Nuovi incentivi Eternit 2013-2014

Buone notizie per gli incentivi legato allo smalltimento dell’eternit. Leggendo l’articolo pubblicato su:
http://www.oggi.it/attualita/economia-3/2013/08/08/decreto-lavoro-approvazione-definitiva-alla-camera-incentivi-per-loccupazione-giovanile-e-aliquota-iva-congelata/
è possibile notare come il governo si stia muovendo verso questa strada in tempi brevi.


Dal punto di vista fiscale, il decreto legge sterilizza per tre mesi, fino al 1° ottobre, l’aumento dell’aliquota Iva dal 21 al 22%. Le coperture vengono trovate dall’aumento degli acconti su Irpef e Ires e sugli interessi maturati su conti correnti e depositi, nonché dall’assoggettamento ad una imposta di consumo del 58,5% dal 1 gennaio 2014 per le sigarette elettroniche.

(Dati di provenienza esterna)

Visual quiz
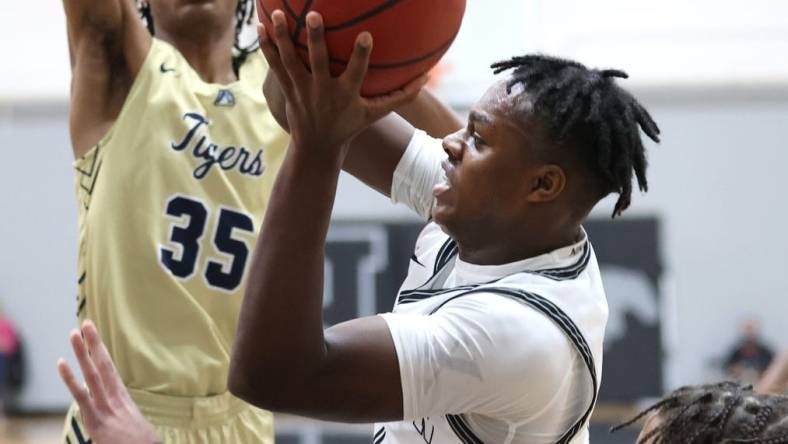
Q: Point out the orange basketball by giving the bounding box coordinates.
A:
[257,0,465,96]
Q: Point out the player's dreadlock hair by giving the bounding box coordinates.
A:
[135,0,257,75]
[611,382,788,444]
[491,55,659,217]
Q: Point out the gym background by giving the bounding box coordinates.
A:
[0,0,788,444]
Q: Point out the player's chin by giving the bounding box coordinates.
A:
[432,200,456,231]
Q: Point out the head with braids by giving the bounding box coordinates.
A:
[611,382,788,444]
[136,0,256,74]
[492,55,659,216]
[432,55,659,257]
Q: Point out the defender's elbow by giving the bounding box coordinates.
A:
[227,363,292,412]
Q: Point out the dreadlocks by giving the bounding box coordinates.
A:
[491,55,659,217]
[136,0,257,75]
[611,382,788,444]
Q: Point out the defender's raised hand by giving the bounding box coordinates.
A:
[258,10,427,157]
[57,321,160,444]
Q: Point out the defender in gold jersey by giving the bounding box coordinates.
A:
[64,0,288,444]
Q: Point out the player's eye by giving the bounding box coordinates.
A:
[471,131,487,146]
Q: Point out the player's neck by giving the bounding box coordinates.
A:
[457,226,582,265]
[157,29,237,84]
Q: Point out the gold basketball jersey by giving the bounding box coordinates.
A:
[74,39,288,397]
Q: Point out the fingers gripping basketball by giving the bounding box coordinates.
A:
[257,0,465,96]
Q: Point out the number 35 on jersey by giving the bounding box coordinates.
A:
[159,194,254,292]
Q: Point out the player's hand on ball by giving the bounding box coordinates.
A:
[57,321,159,444]
[258,10,427,155]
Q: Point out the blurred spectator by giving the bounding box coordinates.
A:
[0,306,20,418]
[724,320,774,384]
[758,350,788,395]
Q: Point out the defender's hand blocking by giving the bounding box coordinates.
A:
[57,321,160,444]
[258,10,427,155]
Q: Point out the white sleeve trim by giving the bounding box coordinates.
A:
[391,130,446,219]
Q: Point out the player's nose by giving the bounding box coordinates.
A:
[443,131,465,162]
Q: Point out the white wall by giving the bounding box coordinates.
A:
[0,106,78,410]
[0,0,788,100]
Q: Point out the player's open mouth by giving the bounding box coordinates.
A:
[432,160,454,198]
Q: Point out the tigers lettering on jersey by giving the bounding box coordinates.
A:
[170,113,265,179]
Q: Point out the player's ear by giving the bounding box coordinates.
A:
[527,164,566,203]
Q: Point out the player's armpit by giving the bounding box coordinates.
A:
[63,0,152,158]
[230,316,402,422]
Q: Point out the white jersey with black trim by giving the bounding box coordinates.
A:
[373,129,608,444]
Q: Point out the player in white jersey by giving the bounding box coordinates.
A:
[57,12,658,444]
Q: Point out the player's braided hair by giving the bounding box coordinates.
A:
[611,382,788,444]
[135,0,257,75]
[491,55,659,217]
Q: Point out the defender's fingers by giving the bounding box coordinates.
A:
[70,330,108,406]
[341,32,373,91]
[306,11,331,79]
[82,321,126,396]
[362,74,429,121]
[257,25,293,97]
[271,9,309,84]
[57,358,93,414]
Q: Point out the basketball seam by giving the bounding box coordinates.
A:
[326,0,402,32]
[294,28,457,69]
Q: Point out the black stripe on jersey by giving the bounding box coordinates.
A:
[397,239,457,303]
[446,415,484,444]
[430,287,599,444]
[397,284,482,304]
[77,298,88,316]
[372,427,386,444]
[74,145,101,177]
[432,238,458,274]
[71,417,93,444]
[528,243,591,281]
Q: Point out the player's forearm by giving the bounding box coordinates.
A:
[397,89,465,139]
[229,147,340,411]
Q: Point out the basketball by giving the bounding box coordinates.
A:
[256,0,465,96]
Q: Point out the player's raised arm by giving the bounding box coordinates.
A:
[228,11,426,421]
[63,0,151,157]
[263,60,465,201]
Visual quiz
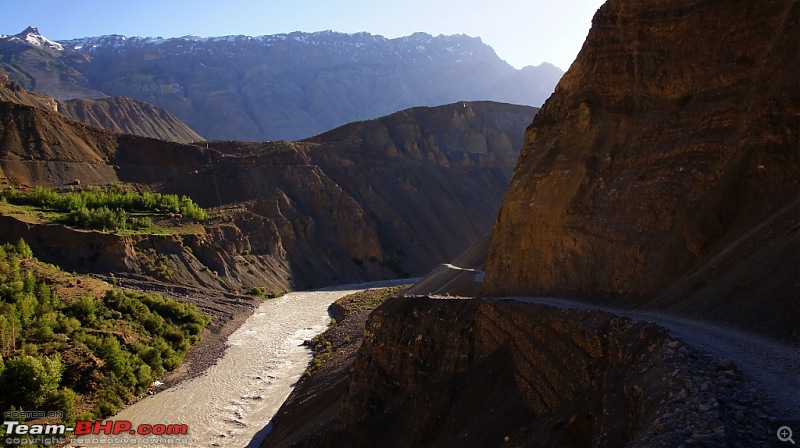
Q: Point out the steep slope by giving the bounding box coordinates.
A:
[0,67,203,143]
[485,0,800,338]
[0,29,562,141]
[0,102,536,291]
[263,0,800,447]
[58,97,205,143]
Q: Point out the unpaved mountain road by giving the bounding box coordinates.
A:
[494,297,800,420]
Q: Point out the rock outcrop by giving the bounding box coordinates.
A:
[262,297,773,448]
[58,97,205,143]
[484,0,800,338]
[0,71,203,143]
[0,29,563,141]
[0,102,536,290]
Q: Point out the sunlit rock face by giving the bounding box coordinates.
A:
[485,0,800,336]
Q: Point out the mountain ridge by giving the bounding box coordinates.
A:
[0,28,562,141]
[0,70,204,143]
[0,96,536,291]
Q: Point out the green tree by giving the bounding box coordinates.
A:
[0,353,64,407]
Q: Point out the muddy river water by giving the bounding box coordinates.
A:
[76,282,410,447]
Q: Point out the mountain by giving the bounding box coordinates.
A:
[262,0,800,447]
[484,0,800,339]
[0,71,203,143]
[0,102,536,291]
[0,28,562,141]
[58,96,205,143]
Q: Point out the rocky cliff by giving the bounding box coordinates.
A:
[0,71,203,143]
[58,97,205,143]
[0,102,536,290]
[0,28,563,141]
[262,297,773,447]
[485,0,800,337]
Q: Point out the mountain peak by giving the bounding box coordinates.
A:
[0,26,64,51]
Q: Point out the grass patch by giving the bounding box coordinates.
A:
[0,184,207,235]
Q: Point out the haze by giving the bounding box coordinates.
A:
[0,0,604,70]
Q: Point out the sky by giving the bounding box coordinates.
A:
[0,0,605,70]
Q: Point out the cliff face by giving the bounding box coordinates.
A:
[0,99,536,289]
[58,97,204,143]
[0,71,203,143]
[485,0,800,332]
[262,297,770,448]
[0,28,563,141]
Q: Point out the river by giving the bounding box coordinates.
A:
[77,281,407,447]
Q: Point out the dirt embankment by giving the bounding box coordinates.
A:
[263,297,788,447]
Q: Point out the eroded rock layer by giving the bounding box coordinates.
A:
[0,102,536,291]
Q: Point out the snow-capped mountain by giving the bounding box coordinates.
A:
[0,28,562,140]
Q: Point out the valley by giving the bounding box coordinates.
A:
[0,0,800,447]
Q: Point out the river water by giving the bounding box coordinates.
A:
[77,281,410,447]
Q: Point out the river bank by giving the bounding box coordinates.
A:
[79,282,412,447]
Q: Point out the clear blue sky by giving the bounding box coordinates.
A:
[0,0,604,70]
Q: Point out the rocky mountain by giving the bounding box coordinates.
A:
[263,0,800,447]
[0,98,536,291]
[58,96,205,143]
[0,71,203,143]
[0,28,562,141]
[485,0,800,339]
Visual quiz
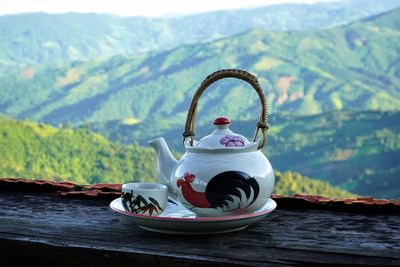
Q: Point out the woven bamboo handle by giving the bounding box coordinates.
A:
[183,69,268,149]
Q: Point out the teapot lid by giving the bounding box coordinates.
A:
[196,117,252,148]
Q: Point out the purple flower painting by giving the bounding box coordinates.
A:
[219,135,244,147]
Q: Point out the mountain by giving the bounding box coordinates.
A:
[0,116,354,198]
[0,117,155,184]
[0,0,400,73]
[0,9,400,126]
[92,111,400,199]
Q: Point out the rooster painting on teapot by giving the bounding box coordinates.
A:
[149,70,275,216]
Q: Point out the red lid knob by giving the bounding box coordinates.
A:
[214,117,231,125]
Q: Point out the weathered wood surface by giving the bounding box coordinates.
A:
[0,191,400,266]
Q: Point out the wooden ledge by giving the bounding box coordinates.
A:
[0,183,400,266]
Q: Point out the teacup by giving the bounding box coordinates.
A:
[121,183,168,216]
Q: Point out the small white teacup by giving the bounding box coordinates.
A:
[121,183,168,216]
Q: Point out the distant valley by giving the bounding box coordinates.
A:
[0,0,400,73]
[0,0,400,199]
[0,116,354,198]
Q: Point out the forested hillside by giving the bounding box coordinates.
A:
[92,111,400,198]
[0,117,354,197]
[0,10,400,130]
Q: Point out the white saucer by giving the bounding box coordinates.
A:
[110,198,276,234]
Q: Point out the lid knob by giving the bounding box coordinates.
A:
[214,117,231,125]
[214,117,231,129]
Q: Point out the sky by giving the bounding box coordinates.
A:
[0,0,334,17]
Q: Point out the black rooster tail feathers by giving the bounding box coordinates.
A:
[205,171,260,211]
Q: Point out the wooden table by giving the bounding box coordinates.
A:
[0,190,400,267]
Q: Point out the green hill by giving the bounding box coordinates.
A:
[0,0,400,73]
[92,111,400,198]
[0,6,400,127]
[0,117,354,197]
[0,117,155,184]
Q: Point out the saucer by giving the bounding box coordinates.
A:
[110,198,276,234]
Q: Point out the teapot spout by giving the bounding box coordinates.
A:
[149,137,177,187]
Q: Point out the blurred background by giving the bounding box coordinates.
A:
[0,0,400,199]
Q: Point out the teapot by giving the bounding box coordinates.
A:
[149,69,275,216]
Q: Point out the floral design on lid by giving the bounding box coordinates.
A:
[219,135,244,147]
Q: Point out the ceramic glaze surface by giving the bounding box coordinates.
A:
[170,151,275,216]
[149,118,275,219]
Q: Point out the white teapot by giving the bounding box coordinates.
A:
[149,69,275,216]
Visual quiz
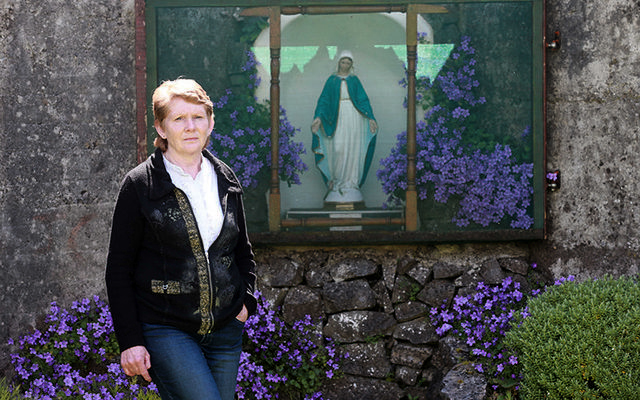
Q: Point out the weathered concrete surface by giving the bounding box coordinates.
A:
[532,0,640,279]
[0,0,136,368]
[0,0,640,396]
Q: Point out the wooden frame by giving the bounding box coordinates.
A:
[136,0,546,244]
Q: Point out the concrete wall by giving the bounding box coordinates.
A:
[0,0,640,388]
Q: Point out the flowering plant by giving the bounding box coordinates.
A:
[237,293,341,400]
[431,264,575,391]
[209,51,307,188]
[9,296,156,400]
[377,37,533,229]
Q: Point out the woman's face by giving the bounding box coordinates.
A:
[338,57,353,74]
[155,97,214,157]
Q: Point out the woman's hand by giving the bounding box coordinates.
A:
[120,346,151,382]
[236,304,249,322]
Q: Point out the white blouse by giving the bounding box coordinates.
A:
[162,157,223,252]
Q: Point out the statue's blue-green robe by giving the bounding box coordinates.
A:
[312,74,376,186]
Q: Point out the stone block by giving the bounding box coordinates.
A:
[322,280,376,314]
[340,341,392,379]
[324,311,396,343]
[282,286,324,324]
[330,258,378,282]
[417,280,456,307]
[391,343,433,369]
[322,375,405,400]
[433,262,465,279]
[395,301,429,322]
[393,317,440,344]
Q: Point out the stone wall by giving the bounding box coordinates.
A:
[251,245,548,400]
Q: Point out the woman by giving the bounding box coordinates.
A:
[106,79,256,400]
[311,51,378,203]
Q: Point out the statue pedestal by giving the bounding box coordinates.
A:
[286,208,404,232]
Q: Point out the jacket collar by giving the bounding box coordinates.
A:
[146,148,242,200]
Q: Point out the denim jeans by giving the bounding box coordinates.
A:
[142,318,244,400]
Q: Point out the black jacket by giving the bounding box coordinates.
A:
[106,149,256,351]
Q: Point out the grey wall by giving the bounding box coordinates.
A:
[0,0,640,382]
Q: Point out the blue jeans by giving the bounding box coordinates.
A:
[142,318,244,400]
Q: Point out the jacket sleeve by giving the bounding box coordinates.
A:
[105,177,144,351]
[235,194,258,315]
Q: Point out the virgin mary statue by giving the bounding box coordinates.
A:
[311,51,378,205]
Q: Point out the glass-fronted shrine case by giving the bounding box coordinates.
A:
[145,0,546,243]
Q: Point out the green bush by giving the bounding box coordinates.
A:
[505,277,640,399]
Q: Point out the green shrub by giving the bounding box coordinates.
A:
[505,277,640,399]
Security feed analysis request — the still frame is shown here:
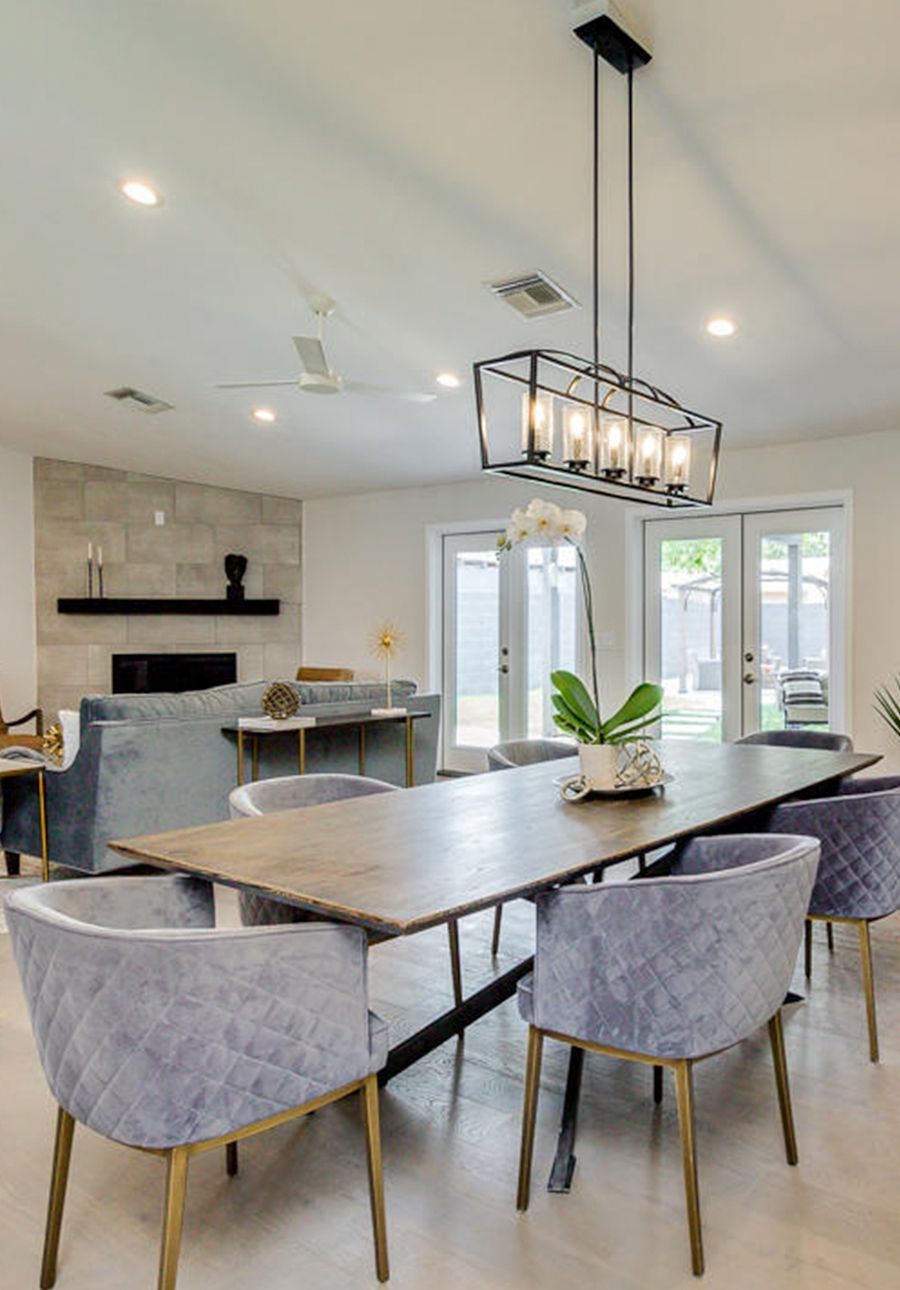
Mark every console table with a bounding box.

Il Senato ha introdotto il divieto della pubblicità. Fra le altre novità introdotte a Palazzo Madama, è stato approvato un emendamento che sblocca una ulteriore tranche di pagamenti dei debiti della Pa che viene stimata dell’ordine di 20-25 miliardi.

È stato incrementato di 30 milioni in due anni il fondo per il diritto al lavoro di persone disabili; di 5,5 milioni dal 2014 un fondo per favorire l’attività lavorativa dei detenuti; altri 11,5 milioni sono stati trovati nel biennio per il Fondo del servizio civile.

Stanziate anche risorse per la bonifica ambientale per amianto ed Eternit per la dismissione delle baracche post-terremoto nella valle del Belice.

In Aula è stata introdotta la prelazione, nella restituzione dei crediti degli enti del Servizio sanitario nazionale, per quelli fondati su titoli esecutivi diventati definitivi. Un’altra modifica abilita le Casse privatizzate ad utilizzare le economie che realizzano, nel rispetto della spending review, per iniziative a favore dei giovani professionisti.

Vengono inoltre alleggeriti i vincoli per gli Enti locali per accedere a nuovi mutui o ad altre forme di finanziamento. Inoltre é stato previsto che, con la laurea triennale o specialistica di una Università italiana, un cittadino extracomunitario potrà chiedere l’iscrizione per 12 mesi nell’anagrafe dei centri per l’impiego o la trasformazione del permesso in permesso di soggiorno di lavoro ed è stato chiarito che per i lavoratori stranieri alloggiati, è sufficiente per il datore di lavoro la comunicazione prevista dalle norme sull’alloggio di cittadini stranieri.